Я покинул театр, не попрощавшись с матерью. Уже давно не бродил я в одиночестве по городу в такое позднее время. И с наслаждением ощущал, как прохладный ночной ветерок овевает мое лицо, прислушивался к хрусту палой листвы под моими ногами, идя по Конгенс-нюторв. Меня несколько взбодрил ярко освещенный белый фасад отеля «Англетер», успокоительно просматривающийся за кронами деревьев. Как обычно, в пятницу на улицах было полно народу, многие толпились у входов в кафе, тех самых кафе, около которых некогда и я сам простаивал в приятном подпитии и неясном ожидании приключений. Проходя мимо толпы юнцов, которые, отпихивая друг друга, стремились к свету, подобно ночным бабочкам, я вдруг почувствовал себя старым и усталым. Это был теперь их город, а не мой, во всяком случае в вечернее время. Я подумал о словах, сказанных однажды, несколько лет назад, одним из моих друзей. Когда мы как-то вечером сидели у стойки бара и смотрели на толпу вопящих недоумков, один из них вдруг обернулся к нам и воскликнул: «Эй, папаши, привет!» И тогда мой друг сказал: «Нам пора идти домой». Быть может, в этот вечер мне захотелось еще раз увидеть Розу? Я смотрел на молодых девушек, размалеванных и напудренных на манер прошедших сквозь все продажных женщин. Они выглядели гораздо старше розовощеких юнцов в бейсбольных шапочках, чьи игривые пошлые остроты заставляли девушек улыбаться усталой светской улыбкой. А позади их неподвижных, безупречных масок происходило иное действо. Там свет был ярче и тени глубже, и мужчины зрелого возраста со спокойными серыми глазами и скрипучими голосами, с мрачным, нелегким прошлым увозили девушек в черных спортивных машинах в белые большие отели у моря. Неспешный фильм разворачивался там, где ветер вздувал легкие гардины между полуоткрытыми ставнями; перед уходящими вглубь затененными комнатами, и, лежа в ожидании в постелях с закрытыми глазами, они ощущали прохладу ветра на коже, словно чужой, незнакомый взгляд.

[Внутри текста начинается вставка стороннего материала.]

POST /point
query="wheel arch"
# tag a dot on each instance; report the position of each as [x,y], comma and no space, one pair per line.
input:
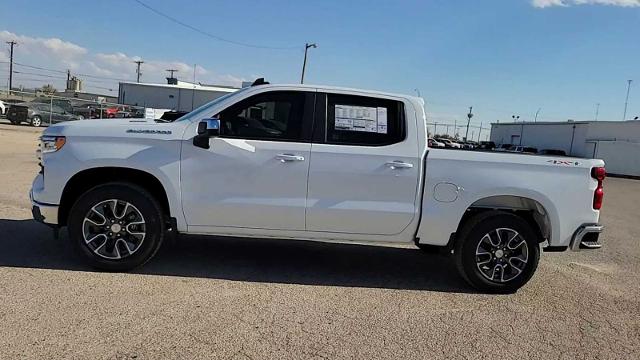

Я съел хот-дог с передвижной тележки у вокзала; я уже давно не пробовал подобной еды, но я не ел весь день, просто-напросто позабыл о пище, хотя у меня была масса свободного времени. Световые рекламы на противоположном берегу озера отражались на поверхности воды колеблющимися отблесками. Я немного постоял, глядя, как неоновые курицы откладывают неоновые яйца. Обычно я часто стоял тут с Розой и Симоном. Самая верхняя световая реклама на крышах представляла собою неоновый календарь. Дата светилась красными цифрами на фоне черного неба. Семнадцатое октября, скоро минет неделя с тех пор, как Астрид уехала. Я почувствовал усталость. Все последние дни мне пришлось мобилизовать всю свою энергию, чтобы создать иллюзию нормального существования и перед Розой, и перед инспектором музеев, перед гостями на званом ужине, перед родителями, и одновременно с этим я прокручивал в голове все те же вопросы, которые боялся услышать от других.

Куда же подевалась Астрид? Куда она уехала? Завтра утром я буду сидеть в самолете, недосягаемый для всех, наконец-то наедине со своими вопросами, на которые нет ответа. Где-то за моей спиной на скамейке сидел человек в лоснящемся пиджаке, обвязанный веревкой вместо ремня, и ругал всех и никого в частности. Вокруг него валялись грязные, чем-то наполненные пластиковые пакеты. Я часто думал о том, что там может находиться, в этих пакетах.

Лампочка над нашим подъездом освещала мне путь. Войдя в него, я заметил около моей входной двери слабо тлеющий огонек сигареты. Огонек погас, но спустя минуту зажегся снова.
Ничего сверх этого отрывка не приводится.